Build + push the image (do this BEFORE the first apply)

devnen/Chatterbox-TTS-Server ships no published image — build from the repo's cu128 target (matches the cluster's pinned 570.195.03 / CUDA 12.8 driver) and push to the private Forgejo registry. The devvm docker is pre-authed to forgejo.viktorbarzin.me. Run on the devvm (large CUDA image — needs disk + bandwidth):

# 1. Clone the upstream server repo (outside the monorepo).
git clone https://github.com/devnen/Chatterbox-TTS-Server /tmp/chatterbox-tts-server
cd /tmp/chatterbox-tts-server

# 2. Build the cu128 variant (Dockerfile.cu128 — PyTorch 2.9.0+cu128, the target
#    the repo's docker-compose-cu128.yml uses) for linux/amd64.
SHA="$(git rev-parse --short=8 HEAD)"
docker build \
  --platform linux/amd64 \
  --build-arg RUNTIME=nvidia \
  -f Dockerfile.cu128 \
  -t forgejo.viktorbarzin.me/viktor/chatterbox-tts:latest \
  -t "forgejo.viktorbarzin.me/viktor/chatterbox-tts:${SHA}" \
  .

# 3. Push both tags. (If docker isn't authed: log in with the viktor push PAT
#    from Vault — `vault kv get -field=forgejo_push_token secret/ci/global` —
#    `docker login forgejo.viktorbarzin.me -u viktor`.)
docker push forgejo.viktorbarzin.me/viktor/chatterbox-tts:latest
docker push "forgejo.viktorbarzin.me/viktor/chatterbox-tts:${SHA}"

If Dockerfile.cu128 is not a clean docker build target (e.g. it relies on build args defined only in docker-compose-cu128.yml), lift those args onto the docker build line or docker compose -f docker-compose-cu128.yml build then docker tag the resulting chatterbox-tts-server:cu128 image to the Forgejo ref above before pushing.

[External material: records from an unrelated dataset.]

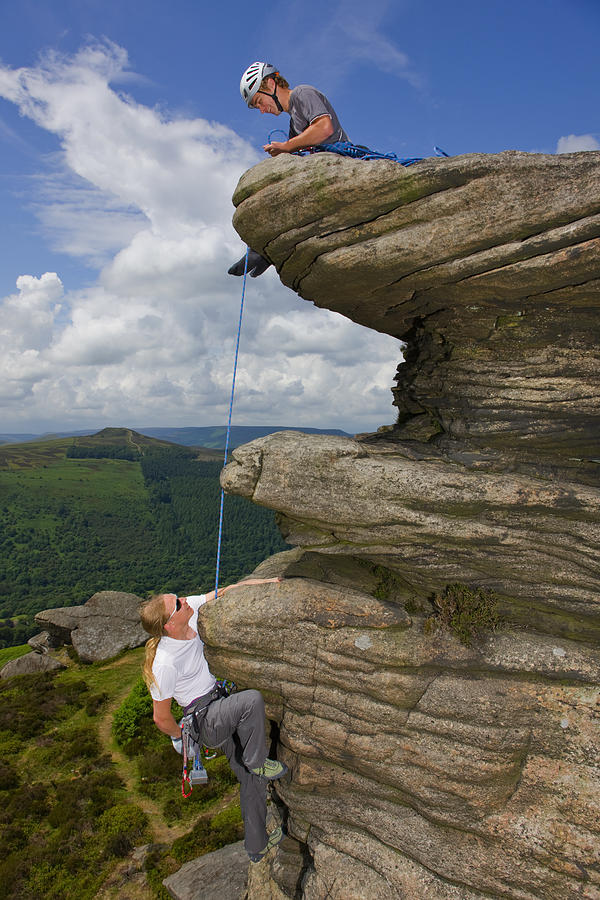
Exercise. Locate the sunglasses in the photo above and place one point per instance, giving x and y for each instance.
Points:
(177, 608)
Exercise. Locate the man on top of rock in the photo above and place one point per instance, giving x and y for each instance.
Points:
(175, 668)
(313, 119)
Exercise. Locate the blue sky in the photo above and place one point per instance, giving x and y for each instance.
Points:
(122, 135)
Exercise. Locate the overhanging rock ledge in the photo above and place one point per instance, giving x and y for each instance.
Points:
(422, 766)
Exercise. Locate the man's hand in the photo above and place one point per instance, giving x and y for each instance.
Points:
(277, 147)
(317, 132)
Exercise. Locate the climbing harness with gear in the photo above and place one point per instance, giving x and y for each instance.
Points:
(193, 751)
(358, 151)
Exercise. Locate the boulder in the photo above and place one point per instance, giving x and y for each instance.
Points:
(40, 642)
(100, 629)
(221, 875)
(29, 664)
(431, 660)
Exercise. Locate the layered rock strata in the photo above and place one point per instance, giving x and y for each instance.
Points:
(427, 762)
(104, 626)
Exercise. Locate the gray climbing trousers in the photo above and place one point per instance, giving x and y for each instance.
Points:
(236, 724)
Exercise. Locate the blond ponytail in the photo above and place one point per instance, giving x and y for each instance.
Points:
(153, 616)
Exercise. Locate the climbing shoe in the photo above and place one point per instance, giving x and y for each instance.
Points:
(257, 264)
(275, 838)
(272, 769)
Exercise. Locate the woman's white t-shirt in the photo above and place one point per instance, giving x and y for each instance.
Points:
(179, 668)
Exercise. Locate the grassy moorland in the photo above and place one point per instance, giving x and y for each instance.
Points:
(115, 511)
(85, 778)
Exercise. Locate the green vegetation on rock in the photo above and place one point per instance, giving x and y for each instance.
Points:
(465, 612)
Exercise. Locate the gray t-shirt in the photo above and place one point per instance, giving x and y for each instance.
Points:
(306, 105)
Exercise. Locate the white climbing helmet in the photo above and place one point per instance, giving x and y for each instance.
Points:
(253, 78)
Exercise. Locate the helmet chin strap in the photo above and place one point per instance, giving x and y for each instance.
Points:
(274, 97)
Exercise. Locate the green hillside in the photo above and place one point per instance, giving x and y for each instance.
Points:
(85, 777)
(115, 511)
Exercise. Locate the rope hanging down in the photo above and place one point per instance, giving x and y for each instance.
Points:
(237, 347)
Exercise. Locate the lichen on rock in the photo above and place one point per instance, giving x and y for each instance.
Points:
(423, 766)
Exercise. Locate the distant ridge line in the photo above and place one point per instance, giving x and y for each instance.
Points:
(209, 436)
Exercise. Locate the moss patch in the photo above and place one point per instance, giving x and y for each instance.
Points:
(464, 611)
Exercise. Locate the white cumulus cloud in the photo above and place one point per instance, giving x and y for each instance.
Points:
(145, 199)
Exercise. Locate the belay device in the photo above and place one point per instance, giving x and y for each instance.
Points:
(194, 772)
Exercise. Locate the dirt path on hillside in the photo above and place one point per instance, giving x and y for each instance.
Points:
(162, 833)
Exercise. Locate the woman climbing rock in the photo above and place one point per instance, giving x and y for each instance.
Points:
(175, 668)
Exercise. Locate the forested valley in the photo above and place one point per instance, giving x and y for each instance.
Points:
(116, 511)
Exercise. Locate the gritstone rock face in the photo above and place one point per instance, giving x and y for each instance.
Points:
(434, 753)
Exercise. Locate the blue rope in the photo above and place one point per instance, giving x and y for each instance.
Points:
(237, 347)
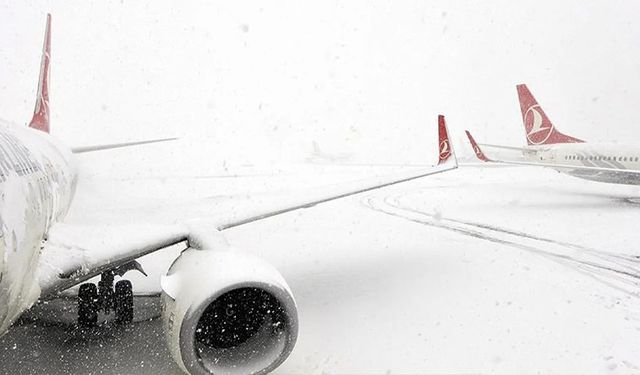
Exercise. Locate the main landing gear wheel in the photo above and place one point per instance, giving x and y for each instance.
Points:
(88, 305)
(123, 302)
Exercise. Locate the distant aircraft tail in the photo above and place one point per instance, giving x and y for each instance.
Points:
(538, 128)
(476, 149)
(445, 147)
(40, 118)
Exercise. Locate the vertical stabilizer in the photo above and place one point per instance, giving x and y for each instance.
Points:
(444, 144)
(40, 118)
(538, 128)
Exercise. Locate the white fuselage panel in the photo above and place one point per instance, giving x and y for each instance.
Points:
(37, 183)
(616, 157)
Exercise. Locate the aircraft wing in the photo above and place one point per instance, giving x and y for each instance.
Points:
(483, 157)
(74, 253)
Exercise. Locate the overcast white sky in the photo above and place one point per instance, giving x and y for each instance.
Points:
(367, 77)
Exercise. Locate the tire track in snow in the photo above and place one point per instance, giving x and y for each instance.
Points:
(619, 271)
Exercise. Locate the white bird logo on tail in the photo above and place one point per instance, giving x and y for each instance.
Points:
(445, 150)
(536, 133)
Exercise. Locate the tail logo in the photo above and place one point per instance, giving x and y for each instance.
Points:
(536, 133)
(445, 150)
(478, 152)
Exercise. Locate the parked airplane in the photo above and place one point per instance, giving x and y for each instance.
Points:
(548, 147)
(223, 311)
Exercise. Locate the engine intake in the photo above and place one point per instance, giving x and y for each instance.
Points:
(227, 312)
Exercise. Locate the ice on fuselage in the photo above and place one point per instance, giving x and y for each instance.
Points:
(37, 182)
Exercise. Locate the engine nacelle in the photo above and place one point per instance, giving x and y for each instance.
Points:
(227, 312)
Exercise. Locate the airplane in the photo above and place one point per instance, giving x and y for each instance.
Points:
(223, 310)
(548, 147)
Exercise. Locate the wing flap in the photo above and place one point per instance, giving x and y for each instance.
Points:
(84, 149)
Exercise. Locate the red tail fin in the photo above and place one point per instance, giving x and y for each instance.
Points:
(40, 118)
(479, 154)
(538, 127)
(444, 143)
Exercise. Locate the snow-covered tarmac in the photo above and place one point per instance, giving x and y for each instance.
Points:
(480, 270)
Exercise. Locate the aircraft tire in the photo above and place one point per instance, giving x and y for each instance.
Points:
(88, 305)
(123, 302)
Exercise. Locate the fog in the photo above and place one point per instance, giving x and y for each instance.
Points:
(252, 82)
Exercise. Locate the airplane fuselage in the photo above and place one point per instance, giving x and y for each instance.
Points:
(37, 184)
(590, 155)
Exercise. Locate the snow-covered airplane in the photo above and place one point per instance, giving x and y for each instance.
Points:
(224, 311)
(548, 147)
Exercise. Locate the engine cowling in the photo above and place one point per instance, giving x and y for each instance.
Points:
(227, 312)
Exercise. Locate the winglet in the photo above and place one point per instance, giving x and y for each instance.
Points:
(476, 149)
(444, 144)
(538, 128)
(40, 118)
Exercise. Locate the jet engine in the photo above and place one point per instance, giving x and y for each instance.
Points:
(227, 312)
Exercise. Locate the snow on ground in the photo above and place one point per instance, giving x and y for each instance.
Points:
(500, 270)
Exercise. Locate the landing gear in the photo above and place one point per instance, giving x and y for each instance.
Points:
(123, 302)
(105, 298)
(88, 305)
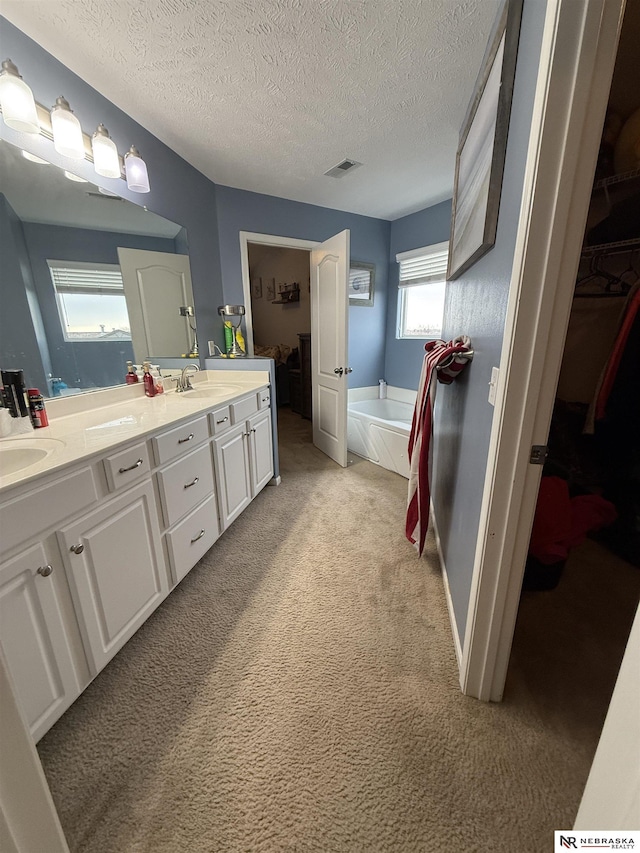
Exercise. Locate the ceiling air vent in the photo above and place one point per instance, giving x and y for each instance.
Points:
(342, 168)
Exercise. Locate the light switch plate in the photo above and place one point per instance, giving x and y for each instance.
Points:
(493, 385)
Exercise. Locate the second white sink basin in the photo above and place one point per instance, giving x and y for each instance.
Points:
(16, 454)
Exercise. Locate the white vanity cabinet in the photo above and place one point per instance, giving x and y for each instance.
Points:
(244, 456)
(33, 637)
(87, 554)
(116, 570)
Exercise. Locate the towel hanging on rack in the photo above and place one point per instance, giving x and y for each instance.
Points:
(444, 361)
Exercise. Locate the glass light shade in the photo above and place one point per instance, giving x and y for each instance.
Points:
(29, 156)
(67, 133)
(136, 171)
(16, 99)
(105, 154)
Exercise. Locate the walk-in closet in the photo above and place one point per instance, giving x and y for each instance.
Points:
(582, 579)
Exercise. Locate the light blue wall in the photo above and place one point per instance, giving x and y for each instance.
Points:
(403, 360)
(239, 210)
(476, 306)
(90, 364)
(178, 191)
(24, 345)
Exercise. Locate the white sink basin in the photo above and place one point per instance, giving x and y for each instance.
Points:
(16, 454)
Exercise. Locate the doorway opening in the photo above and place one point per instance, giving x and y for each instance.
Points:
(580, 592)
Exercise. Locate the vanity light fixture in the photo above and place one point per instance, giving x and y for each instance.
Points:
(67, 133)
(136, 171)
(28, 156)
(105, 154)
(17, 101)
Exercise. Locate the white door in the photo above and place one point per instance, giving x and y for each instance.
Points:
(34, 641)
(156, 286)
(117, 578)
(329, 323)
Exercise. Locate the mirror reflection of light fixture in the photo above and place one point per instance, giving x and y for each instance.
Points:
(17, 101)
(67, 133)
(70, 176)
(105, 154)
(136, 171)
(187, 311)
(229, 313)
(32, 157)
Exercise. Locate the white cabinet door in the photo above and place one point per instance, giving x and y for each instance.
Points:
(261, 451)
(34, 641)
(232, 473)
(116, 570)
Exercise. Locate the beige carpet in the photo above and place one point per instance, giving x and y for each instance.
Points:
(299, 692)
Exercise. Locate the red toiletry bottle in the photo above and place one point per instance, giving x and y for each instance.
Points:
(37, 410)
(149, 384)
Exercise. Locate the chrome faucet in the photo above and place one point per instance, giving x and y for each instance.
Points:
(184, 383)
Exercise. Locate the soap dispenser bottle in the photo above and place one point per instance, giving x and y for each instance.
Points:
(131, 376)
(149, 384)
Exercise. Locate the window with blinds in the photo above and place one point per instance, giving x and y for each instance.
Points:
(91, 301)
(422, 284)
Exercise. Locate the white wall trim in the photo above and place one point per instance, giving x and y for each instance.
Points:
(247, 237)
(576, 65)
(455, 633)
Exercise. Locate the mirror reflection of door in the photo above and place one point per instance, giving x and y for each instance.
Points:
(156, 286)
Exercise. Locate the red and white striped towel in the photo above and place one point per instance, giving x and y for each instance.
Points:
(443, 360)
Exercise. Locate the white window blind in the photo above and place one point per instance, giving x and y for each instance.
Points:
(77, 277)
(428, 266)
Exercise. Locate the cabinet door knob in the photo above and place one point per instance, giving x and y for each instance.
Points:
(131, 467)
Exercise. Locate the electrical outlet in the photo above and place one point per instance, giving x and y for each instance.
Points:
(493, 385)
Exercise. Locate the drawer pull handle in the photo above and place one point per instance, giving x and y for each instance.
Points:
(131, 467)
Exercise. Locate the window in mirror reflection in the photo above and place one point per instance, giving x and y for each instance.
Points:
(91, 301)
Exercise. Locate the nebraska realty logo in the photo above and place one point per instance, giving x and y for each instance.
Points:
(568, 839)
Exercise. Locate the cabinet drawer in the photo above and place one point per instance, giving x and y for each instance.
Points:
(243, 409)
(185, 484)
(192, 538)
(180, 440)
(264, 398)
(220, 420)
(127, 466)
(24, 517)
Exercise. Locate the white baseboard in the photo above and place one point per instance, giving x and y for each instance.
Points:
(452, 615)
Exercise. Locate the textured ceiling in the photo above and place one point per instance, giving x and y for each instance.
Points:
(266, 95)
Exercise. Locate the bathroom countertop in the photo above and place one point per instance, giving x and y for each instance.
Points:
(92, 424)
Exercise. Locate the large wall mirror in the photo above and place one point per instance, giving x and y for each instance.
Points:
(88, 281)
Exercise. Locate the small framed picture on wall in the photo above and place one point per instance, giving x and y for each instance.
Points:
(271, 289)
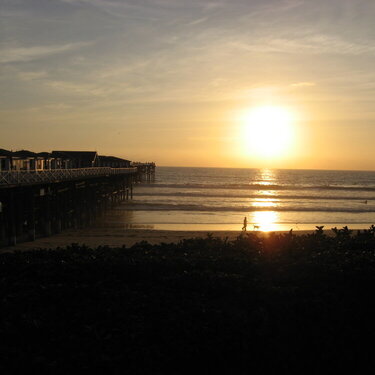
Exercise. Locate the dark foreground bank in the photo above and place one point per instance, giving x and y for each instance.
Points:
(281, 303)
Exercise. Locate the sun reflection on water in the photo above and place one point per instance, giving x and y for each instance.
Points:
(264, 220)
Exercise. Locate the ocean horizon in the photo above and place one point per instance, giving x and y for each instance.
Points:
(201, 198)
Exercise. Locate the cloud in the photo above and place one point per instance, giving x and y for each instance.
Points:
(302, 84)
(312, 44)
(24, 54)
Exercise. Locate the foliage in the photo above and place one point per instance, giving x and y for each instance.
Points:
(277, 303)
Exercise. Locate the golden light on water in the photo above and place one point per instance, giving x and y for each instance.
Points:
(264, 202)
(264, 220)
(268, 132)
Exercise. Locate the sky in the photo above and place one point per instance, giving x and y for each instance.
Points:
(169, 80)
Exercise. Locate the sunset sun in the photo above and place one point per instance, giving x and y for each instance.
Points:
(268, 131)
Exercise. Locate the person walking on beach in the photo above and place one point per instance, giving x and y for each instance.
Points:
(244, 224)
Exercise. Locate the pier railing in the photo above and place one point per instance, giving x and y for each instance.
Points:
(56, 175)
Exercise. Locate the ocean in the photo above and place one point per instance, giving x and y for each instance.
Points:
(271, 199)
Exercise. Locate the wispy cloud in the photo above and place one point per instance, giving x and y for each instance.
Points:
(24, 54)
(313, 44)
(303, 84)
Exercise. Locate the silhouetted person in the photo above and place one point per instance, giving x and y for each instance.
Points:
(244, 224)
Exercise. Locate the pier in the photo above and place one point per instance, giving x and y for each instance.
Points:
(38, 203)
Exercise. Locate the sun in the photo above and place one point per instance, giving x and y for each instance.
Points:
(268, 131)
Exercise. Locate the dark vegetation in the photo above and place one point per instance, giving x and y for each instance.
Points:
(282, 304)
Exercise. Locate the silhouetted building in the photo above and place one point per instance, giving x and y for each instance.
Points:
(113, 162)
(77, 159)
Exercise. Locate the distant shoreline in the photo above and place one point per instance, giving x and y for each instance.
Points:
(118, 237)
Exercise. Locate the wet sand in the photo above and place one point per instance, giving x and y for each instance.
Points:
(117, 237)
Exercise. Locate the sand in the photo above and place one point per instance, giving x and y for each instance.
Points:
(117, 237)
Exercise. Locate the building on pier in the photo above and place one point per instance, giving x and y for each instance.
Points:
(113, 162)
(78, 159)
(44, 193)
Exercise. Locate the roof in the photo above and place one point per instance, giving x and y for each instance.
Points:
(77, 155)
(24, 154)
(5, 152)
(112, 159)
(44, 154)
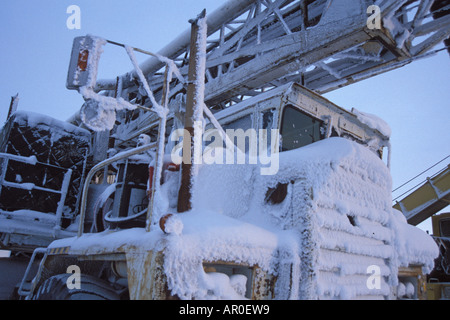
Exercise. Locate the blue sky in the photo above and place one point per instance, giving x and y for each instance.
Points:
(36, 46)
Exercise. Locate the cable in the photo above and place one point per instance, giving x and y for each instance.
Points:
(421, 173)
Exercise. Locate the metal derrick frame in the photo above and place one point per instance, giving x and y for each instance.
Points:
(255, 45)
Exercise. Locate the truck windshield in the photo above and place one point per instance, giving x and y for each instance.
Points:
(299, 129)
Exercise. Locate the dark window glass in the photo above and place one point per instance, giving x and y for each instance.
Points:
(299, 129)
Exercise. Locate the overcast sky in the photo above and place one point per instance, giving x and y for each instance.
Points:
(36, 45)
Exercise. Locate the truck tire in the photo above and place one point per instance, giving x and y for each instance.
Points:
(91, 288)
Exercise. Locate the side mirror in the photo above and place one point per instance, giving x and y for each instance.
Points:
(83, 67)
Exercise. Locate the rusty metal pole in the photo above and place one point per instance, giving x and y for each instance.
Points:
(13, 105)
(196, 80)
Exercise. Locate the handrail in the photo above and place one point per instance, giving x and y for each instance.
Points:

Apply (admin-gated — run in order)

vault login -method=oidc
~/code/scripts/presence claim node:k8s-node1 --purpose "chatterbox-tts first apply (GPU)"
~/code/scripts/presence claim stack:tts      --purpose "chatterbox-tts stack apply"

# 1. The polite-tenant hardening (exclude tts from gpu-workload priority).
~/code/scripts/tg plan  --stack kyverno
~/code/scripts/tg apply --stack kyverno

# 2. This stack.
~/code/scripts/tg plan  --stack tts
~/code/scripts/tg apply --stack tts        # apply does NOT wake the GPU (replicas=0)

# 3. Flip tripit narration on.
~/code/scripts/tg plan  --stack tripit
~/code/scripts/tg apply --stack tripit

See docs/plans/2026-06-08-chatterbox-tts-infra.md §5 for the full go-live checklist (seed voices on NFS-SSD, smoke-test a synth, watch the neighbours).

Rollback (instant, no data loss)

  • Narration off: set TTS_MODE=none (or drop the three TTS_* lines) in stacks/tripit/main.tftg apply --stack tripit. The bake makes no audio; playback falls back to browser TTS. Cached story_audio rows are harmless.
  • Chatterbox off the GPU: kubectl -n tts scale deploy/chatterbox-tts --replicas=0 (transient) and/or tg destroy --stack tts. Best-effort synth means tripit bakes keep running audio-less — no error.
  • Neither touches the resident GPU tenants (Option A never modifies them).